There are different approaches to unwanted and/or illegal disclosure of confidential data. Typically, threads sharing any given processor "core" concurrently enjoy identical access rights, while separate computers/processors/cores are restricted individually:
If serious about confidentiality, better restrict multi-threading to reducing the service time of single requests.
This is where the REST of the protocol (& API (client side, mainly)) comes into the picture:
Keeping all information feasible with the client and transferring it per request (REpresentational State Transfer) means identifying requests for the same confidentiality domain was extra effort.
There is a thesis turned into free (and open) book that covers pretty much every aspect of concurrent Web servers and applications (including REST): Concurrent Programming for Scalable Web Architectures (thanks to Benjamin Erb).

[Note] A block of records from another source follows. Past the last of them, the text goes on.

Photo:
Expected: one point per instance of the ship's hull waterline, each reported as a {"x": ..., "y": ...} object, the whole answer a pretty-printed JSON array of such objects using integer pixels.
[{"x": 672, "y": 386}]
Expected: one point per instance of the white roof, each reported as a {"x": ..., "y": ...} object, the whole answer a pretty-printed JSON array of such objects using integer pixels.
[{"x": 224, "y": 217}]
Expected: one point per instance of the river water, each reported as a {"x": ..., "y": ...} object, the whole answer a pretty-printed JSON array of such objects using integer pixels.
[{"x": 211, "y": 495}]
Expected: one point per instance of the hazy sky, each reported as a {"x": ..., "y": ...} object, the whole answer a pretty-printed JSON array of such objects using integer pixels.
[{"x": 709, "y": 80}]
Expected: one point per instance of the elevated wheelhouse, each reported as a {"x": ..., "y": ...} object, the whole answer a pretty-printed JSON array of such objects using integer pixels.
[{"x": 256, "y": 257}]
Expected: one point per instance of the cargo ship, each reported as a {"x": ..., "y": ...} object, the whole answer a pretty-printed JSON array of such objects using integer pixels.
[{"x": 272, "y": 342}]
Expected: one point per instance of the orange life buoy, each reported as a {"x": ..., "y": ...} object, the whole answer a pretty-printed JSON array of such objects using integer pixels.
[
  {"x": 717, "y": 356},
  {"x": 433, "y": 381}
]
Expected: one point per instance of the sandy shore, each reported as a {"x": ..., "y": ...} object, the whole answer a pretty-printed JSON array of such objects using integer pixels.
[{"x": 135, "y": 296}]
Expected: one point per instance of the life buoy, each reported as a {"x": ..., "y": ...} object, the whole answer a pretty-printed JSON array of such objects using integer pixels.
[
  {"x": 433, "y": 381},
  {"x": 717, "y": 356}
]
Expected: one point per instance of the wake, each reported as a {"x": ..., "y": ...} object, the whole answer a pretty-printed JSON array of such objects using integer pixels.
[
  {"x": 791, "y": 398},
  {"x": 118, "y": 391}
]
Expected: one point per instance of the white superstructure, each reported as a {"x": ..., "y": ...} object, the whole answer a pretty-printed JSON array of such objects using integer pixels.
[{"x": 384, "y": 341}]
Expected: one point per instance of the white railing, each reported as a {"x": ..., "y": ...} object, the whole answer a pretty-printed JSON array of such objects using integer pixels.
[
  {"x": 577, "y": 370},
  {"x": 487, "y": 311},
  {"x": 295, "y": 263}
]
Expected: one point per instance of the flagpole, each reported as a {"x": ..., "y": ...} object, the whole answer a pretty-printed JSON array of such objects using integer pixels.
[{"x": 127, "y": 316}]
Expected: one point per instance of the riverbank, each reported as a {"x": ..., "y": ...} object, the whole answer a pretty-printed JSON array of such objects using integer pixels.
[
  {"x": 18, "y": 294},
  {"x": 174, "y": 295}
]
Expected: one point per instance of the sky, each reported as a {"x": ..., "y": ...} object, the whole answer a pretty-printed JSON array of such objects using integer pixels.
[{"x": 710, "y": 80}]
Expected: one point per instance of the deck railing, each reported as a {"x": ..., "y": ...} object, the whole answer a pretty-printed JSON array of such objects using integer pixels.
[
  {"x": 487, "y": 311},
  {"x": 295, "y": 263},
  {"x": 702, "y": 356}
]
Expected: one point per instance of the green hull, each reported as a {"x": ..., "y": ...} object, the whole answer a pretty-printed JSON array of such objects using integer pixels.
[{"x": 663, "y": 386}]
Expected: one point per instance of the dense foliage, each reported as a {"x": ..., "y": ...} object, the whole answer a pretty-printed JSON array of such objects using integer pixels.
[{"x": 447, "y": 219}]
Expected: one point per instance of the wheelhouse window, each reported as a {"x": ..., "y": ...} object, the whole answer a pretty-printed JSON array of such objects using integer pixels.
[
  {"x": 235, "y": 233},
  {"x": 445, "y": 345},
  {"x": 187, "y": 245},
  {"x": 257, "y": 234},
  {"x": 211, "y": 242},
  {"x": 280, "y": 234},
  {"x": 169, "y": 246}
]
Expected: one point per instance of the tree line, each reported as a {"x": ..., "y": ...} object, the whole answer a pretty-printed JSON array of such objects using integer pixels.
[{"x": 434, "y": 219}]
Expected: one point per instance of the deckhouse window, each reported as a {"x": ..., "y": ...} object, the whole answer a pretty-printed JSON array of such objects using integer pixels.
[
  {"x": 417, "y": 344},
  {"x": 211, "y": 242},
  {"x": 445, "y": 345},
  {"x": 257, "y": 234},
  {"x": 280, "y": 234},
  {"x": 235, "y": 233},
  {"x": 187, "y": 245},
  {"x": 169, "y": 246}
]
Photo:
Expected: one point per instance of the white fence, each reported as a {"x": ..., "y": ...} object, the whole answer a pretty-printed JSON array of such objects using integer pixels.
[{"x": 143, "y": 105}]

But the main idea is simple and old: as long as separate requests are independent from one another (and HTTP pretty much mandates that) we can process them completely separately and concurrently, i.e. each one in its own (logical) thread. Sure enough in the real world there are lots of nuances that make straightforward implementation not very practical and you need to "upgrade" this basic idea with various mechanisms (thread pool, connection pool, asynchronous IO, and so on).